Zum 15. Jahrestag der "samtenen Revolution"

Erinnern Sie sich noch an die Bilder aus Prag vom November 1989? Hunderttausende Demonstranten protestierten tagelang gegen das kommunistische Regime und leiteten somit einen Regimewechsel ein, der weitgehend gewaltfrei verlief – die „Samtene Revolution“. Das Wort „samten“ fand Michael Frank, Korrespondent der Süddeutschen Zeitung, für die Revolution, die ursprünglich „Sanfte Revolution“ hieß, sehr passend: weich und glänzend, aber auch dick und tiefschichtig.

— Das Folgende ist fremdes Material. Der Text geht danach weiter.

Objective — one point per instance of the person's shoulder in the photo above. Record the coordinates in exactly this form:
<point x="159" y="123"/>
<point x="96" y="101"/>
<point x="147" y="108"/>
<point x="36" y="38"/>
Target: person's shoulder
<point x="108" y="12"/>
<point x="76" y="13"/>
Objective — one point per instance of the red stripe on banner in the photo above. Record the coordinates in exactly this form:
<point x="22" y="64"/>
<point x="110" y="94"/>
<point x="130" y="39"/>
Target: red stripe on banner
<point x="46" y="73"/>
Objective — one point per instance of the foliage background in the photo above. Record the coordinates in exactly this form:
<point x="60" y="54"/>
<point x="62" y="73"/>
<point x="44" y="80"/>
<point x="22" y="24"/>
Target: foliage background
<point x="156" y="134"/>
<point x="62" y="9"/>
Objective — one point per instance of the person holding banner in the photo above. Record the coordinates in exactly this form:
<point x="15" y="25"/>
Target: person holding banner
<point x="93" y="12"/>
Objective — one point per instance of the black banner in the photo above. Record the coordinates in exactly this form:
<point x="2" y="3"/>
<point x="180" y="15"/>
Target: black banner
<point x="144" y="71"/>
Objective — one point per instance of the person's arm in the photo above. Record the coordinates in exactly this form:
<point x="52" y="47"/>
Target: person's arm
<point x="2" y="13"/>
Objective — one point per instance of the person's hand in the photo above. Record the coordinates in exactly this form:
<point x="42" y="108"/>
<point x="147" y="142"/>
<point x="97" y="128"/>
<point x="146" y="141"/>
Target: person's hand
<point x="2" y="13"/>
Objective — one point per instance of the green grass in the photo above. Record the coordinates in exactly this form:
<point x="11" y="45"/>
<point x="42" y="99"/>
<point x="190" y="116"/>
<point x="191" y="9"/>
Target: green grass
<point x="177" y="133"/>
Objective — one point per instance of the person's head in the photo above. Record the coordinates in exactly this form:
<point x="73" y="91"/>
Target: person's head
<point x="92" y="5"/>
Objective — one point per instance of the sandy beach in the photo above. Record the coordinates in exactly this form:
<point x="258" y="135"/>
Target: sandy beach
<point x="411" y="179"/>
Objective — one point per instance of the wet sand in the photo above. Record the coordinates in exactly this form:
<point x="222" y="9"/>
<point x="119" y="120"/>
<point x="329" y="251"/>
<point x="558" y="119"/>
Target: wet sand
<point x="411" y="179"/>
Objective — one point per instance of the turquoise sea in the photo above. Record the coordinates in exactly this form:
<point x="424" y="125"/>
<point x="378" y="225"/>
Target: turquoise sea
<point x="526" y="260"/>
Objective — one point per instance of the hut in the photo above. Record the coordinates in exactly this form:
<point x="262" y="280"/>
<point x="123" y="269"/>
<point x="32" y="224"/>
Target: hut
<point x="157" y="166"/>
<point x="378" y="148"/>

Kaum etwas wurde in den österreichischen Medien zum 15. Jahrestag der Samtenen Revolution in der damaligen Tschechoslowakei berichtet. Selbst damals noch zu jung, um die Vorgänge zu verstehen (ich war 11 Jahre alt), interessieren mich die Hintergründe zu den oftmals und immer noch wiederholten Bildern umso mehr.

Eine gute Gelegenheit, mehr über die Vorgänge im November 1989, davor und danach, zu erfahren – noch dazu aus erster Hand -, bot eine Veranstaltung von der Tschechischen Botschaft in Wien, gemeinsam mit der Tageszeitung „Der Standard“. Diese luden am 26. November 2004 ins Palais Trauttmansdorff, um mit illustren Podiumsgästen und etwa 50 geladenen Personen an den 15. Jahrestag der Samtenen Revolution zu erinnern.

Nach der Begrüßung von „Hausherr“ Oscar Bronner, erinnerte der tschechische Botschafter in Wien, Rudolf Jindrák, an die „helfende Hand“, die Österreich vor allem tschechischen Dissidenten bot. Moderator Josef Kirchengast verwies zu Beginn auf die aktuellen ukrainischen Proteste, die hoffentlich ebenso sanft verlaufen würden.

„Träumen von Europa“ nannte Jiří Dienstbier sein 1986 zuerst im Samisdat herausgegebenes Buch, damals im Untergrund, nach Gefängnisaufenthalt und Berufverbot als Heizer tätig – und fand sich 1989 plötzlich als erster nicht-kommunistischer Außenminister wieder. „Anfang November hatten wir noch keine Ahnung, dass wir Minister und Präsidenten werden“, so Jiří Dienstbier. Er erzählte von den Treffen im Keller der „Laterna Magica“, gespannt zwischen der Verteilung der Regierungsämter und der Befürchtung, die Staatspolizei könnte sie doch noch stürmen. Halb scherzhaft fügte er hinzu: „Nie wieder wird eine Regierung so verantwortungsbewusst zusammengestellt werden“. Auch wenn er sich zuerst (ich glaube frei nach Voltaire) fragte: „Was tu’ ich um Gottes Willen auf dieser Galeere?“, so verfügten die Oppositionellen doch meist über mehr Kontakte zum „Westen“ als die Mitarbeiter im Außenministerium.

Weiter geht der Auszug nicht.